Needing some nice Christmas artwork I Googled "Christmas", touchd the "image" button and in a matter of seconds received row after row of colorful, high-resolution Christmas pictures, 403 of them to be exact. There were trees, lights, children, presents, candles, city-scapes, ribbon, reindeer, snow, parades, businesses, stockings, wreathes, ornaments, and food. There were only three nativity scenes. One of them is pictured here. Maybe I shouldn't be shocked that even the holiday that bears his name is light on images that portray him.

So, OK, we challenge a secular culture with it's images and ideals of the Christmas season. We've done the "Keep Christ in Christmas thing", bought the t-shirts and bumber stickers, and lobbied educational, government, and civic entities to permit creches and manger scenes displayed in public places. The PC police play little words games to keep December generic and insure that little children aren't swayed toward a particular creed or value system. Many of us miss the joys of the season in our moaning and groaning about the forces of darkness and how they've stolen Christmas from us. Want some whine with the holiday cheese ball?

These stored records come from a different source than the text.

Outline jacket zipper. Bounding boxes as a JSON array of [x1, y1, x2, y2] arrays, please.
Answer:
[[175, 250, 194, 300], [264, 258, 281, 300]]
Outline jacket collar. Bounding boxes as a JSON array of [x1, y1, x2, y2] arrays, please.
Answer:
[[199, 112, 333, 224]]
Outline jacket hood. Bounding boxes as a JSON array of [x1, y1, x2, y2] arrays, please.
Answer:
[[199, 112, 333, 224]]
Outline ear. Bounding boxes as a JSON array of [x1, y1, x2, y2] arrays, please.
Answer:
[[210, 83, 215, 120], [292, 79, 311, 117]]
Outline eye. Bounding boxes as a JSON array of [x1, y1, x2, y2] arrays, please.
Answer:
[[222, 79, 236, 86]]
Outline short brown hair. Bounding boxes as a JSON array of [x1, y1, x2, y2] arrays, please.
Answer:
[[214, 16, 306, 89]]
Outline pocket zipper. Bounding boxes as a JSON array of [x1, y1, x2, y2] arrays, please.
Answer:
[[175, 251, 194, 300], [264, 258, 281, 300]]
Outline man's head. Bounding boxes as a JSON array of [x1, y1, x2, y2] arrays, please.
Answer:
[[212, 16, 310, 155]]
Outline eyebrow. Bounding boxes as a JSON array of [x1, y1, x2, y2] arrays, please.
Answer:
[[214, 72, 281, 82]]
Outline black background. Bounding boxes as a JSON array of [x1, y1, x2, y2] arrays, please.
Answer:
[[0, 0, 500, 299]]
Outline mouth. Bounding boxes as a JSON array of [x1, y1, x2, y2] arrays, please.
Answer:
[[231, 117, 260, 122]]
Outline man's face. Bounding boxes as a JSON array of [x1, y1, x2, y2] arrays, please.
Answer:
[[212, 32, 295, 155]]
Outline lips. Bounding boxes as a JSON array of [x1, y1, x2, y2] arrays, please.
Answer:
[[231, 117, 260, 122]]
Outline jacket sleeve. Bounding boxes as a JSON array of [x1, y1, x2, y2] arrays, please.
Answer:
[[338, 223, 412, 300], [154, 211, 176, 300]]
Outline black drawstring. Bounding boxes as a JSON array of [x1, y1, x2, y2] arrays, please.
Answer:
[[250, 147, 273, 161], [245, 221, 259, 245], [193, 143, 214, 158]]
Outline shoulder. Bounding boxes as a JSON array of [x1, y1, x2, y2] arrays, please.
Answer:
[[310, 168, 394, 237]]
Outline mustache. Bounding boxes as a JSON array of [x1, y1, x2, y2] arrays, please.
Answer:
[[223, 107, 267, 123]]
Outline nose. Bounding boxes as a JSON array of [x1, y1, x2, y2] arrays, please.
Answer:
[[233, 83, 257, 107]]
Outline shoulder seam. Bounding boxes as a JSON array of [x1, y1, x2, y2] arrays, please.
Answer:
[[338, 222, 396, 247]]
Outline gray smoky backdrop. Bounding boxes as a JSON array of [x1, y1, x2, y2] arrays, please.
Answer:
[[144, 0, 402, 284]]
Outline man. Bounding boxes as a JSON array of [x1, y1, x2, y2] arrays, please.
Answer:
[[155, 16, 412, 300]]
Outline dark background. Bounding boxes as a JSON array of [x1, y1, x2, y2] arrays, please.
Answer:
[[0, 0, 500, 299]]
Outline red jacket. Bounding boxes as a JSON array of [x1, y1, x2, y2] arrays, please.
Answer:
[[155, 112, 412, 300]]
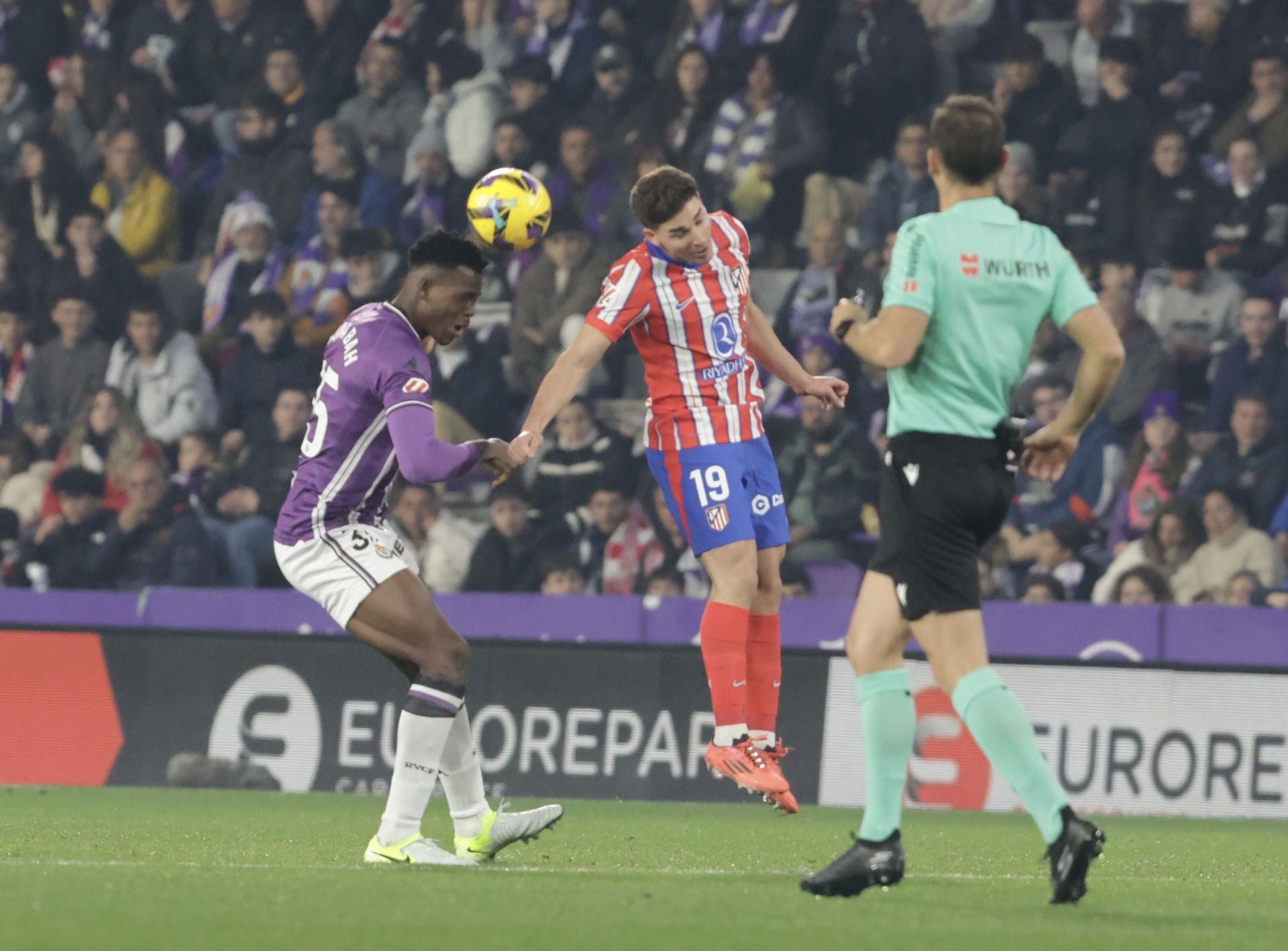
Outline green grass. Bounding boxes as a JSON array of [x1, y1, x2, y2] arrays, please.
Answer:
[[0, 789, 1288, 951]]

God sent one solitary manger to change the world, just as the song suggests. Yes, over two milennia we've gathered some precious symbols and images, hymns, statements, creeds, covenants, writings, and all manner of historical data to preserve and perpetuate the faith that grew out of that stable. Such a profound truth undergirds the simple representation of the nativity scene. God became human. He occupied human flesh and was born in a crude, humble place. So, we treasure the manger because it communicates His great love and care for us.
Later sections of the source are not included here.